Should I publish MD5 or SHA-256 alongside my downloads?

SHA-256 minimum, ideally with GPG signatures over the hash. MD5 is cryptographically broken — anyone who controls the download server can swap both the file and the published MD5 and make them match. SHA-256 alone has the same weakness if the attacker controls the publisher. The real defense is signed checksums where the signing key is held offline.

Why does TCP have a checksum if Ethernet already has CRC?

Defense in depth across layers. Ethernet's CRC catches errors on a single link, but packets cross many links (and routers) on their way to you, and corruption can happen on any of them — including in the router's memory between the input and output queues. TCP's checksum catches errors that slip past Ethernet, especially on misbehaving hardware.

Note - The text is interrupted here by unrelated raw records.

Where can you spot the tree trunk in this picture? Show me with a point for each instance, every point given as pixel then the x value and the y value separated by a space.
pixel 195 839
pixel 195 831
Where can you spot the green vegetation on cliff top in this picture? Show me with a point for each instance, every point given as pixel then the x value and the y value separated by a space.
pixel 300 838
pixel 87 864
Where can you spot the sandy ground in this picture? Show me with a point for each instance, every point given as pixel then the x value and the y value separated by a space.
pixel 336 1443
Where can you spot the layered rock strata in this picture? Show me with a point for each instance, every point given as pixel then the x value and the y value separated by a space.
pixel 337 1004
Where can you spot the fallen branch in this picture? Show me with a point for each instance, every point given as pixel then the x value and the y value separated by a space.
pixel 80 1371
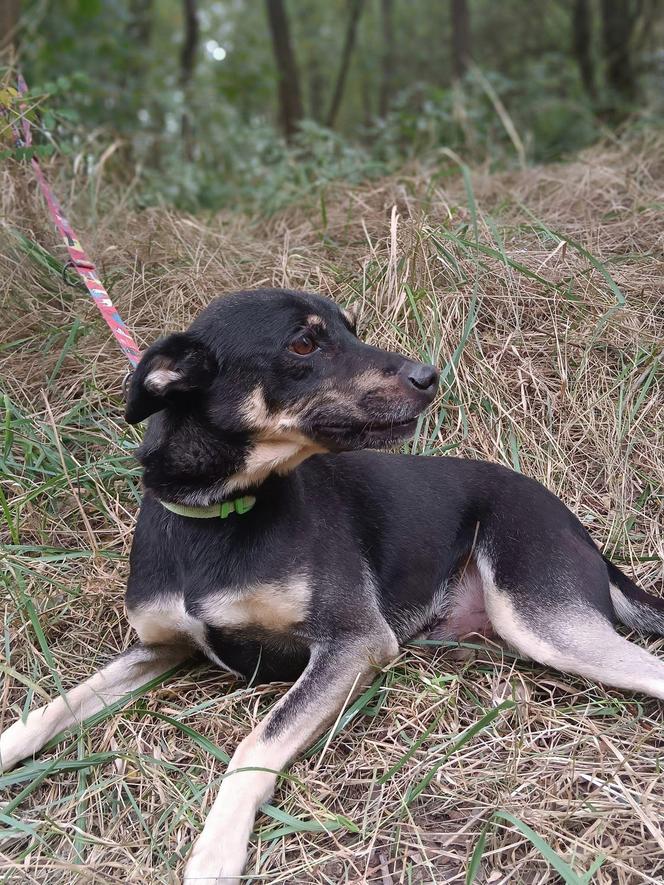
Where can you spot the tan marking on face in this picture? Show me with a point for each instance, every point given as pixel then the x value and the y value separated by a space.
pixel 260 419
pixel 275 607
pixel 579 640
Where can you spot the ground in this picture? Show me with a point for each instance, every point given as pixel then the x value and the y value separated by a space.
pixel 541 294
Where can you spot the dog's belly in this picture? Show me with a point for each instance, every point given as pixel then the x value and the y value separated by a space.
pixel 463 612
pixel 253 632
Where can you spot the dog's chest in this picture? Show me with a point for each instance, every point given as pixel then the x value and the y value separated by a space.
pixel 274 608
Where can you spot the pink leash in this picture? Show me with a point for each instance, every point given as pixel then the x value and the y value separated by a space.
pixel 78 258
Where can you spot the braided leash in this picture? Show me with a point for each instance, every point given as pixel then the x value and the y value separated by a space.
pixel 78 258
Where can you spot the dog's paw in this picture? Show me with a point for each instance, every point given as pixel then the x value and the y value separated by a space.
pixel 214 864
pixel 15 744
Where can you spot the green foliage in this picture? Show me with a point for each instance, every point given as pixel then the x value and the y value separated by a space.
pixel 207 137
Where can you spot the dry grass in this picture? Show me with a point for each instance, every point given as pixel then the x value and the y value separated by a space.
pixel 542 294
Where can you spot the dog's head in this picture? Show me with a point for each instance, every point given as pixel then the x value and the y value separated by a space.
pixel 260 381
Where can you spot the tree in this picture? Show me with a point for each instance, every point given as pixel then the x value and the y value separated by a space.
pixel 388 59
pixel 349 43
pixel 10 13
pixel 290 102
pixel 460 37
pixel 187 62
pixel 618 20
pixel 581 45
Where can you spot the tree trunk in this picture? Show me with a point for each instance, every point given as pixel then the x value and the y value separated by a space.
pixel 10 13
pixel 460 37
pixel 138 32
pixel 387 77
pixel 618 20
pixel 290 102
pixel 187 64
pixel 581 45
pixel 349 43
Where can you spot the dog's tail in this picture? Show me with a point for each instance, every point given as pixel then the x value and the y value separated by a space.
pixel 632 605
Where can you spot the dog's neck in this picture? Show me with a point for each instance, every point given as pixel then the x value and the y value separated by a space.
pixel 189 463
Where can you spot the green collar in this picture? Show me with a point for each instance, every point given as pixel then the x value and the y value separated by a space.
pixel 238 505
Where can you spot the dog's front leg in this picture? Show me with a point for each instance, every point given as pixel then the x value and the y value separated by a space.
pixel 332 676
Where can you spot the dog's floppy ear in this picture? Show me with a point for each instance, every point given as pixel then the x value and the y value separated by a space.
pixel 172 367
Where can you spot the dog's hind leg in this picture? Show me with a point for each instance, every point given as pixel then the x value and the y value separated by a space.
pixel 125 673
pixel 571 631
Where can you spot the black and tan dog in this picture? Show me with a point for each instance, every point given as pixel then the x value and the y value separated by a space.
pixel 262 546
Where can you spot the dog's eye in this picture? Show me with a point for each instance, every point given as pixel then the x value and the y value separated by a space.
pixel 303 346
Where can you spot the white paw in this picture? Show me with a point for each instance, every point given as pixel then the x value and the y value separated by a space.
pixel 214 864
pixel 15 744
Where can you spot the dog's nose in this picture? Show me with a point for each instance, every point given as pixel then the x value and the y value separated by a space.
pixel 423 377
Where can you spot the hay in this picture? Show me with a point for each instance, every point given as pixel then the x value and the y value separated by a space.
pixel 522 281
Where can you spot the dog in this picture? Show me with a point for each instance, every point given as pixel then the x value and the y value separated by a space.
pixel 269 540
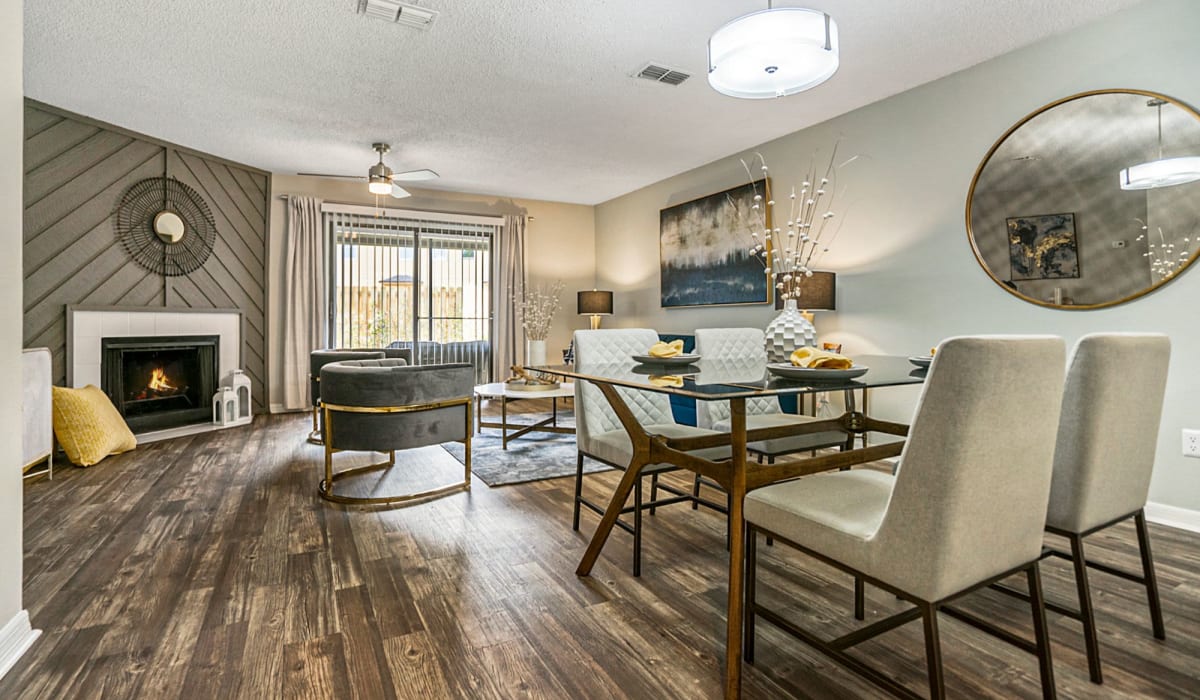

Is BLAKE3 better than SHA-256?

Faster, yes — BLAKE3 can be 5-10× faster than SHA-256 on modern CPUs, especially with SIMD and parallel hashing. But SHA-256 has wider hardware support, broader ecosystem (every language, every protocol), and decades of cryptanalysis. For new internal systems where speed matters, BLAKE3 is a reasonable choice. For interop with everything else, SHA-256 is still the default.

Can I use a checksum to detect intentional tampering?

Only if it's an HMAC or signed hash. A plain hash like SHA-256 detects corruption but an attacker who modifies the file and recomputes the hash can publish both unchanged. HMAC requires a secret key to compute, so attackers without the key can't forge a valid HMAC. For public verification, use a digital signature (private-key sign, public-key verify).

Why doesn't HTTPS make checksums redundant?

HTTPS protects data in transit between you and the server. It doesn't protect against the file being tampered with at rest on the server, nor against you downloading from a mirror that's been compromised. Published checksums (especially signed ones) verify the file you got matches what the publisher intended, regardless of how it got to you.

What's the right checksum for a 1 GB file?

SHA-256 is the standard answer — secure, well-supported, fast enough that 1 GB hashes in seconds on a modern CPU. SHA-512 is slightly faster on 64-bit hardware. BLAKE3 is faster still and parallelizable. For software releases, follow the convention of the ecosystem (most use SHA-256). Don't roll your own; never use MD5 for anything security-relevant.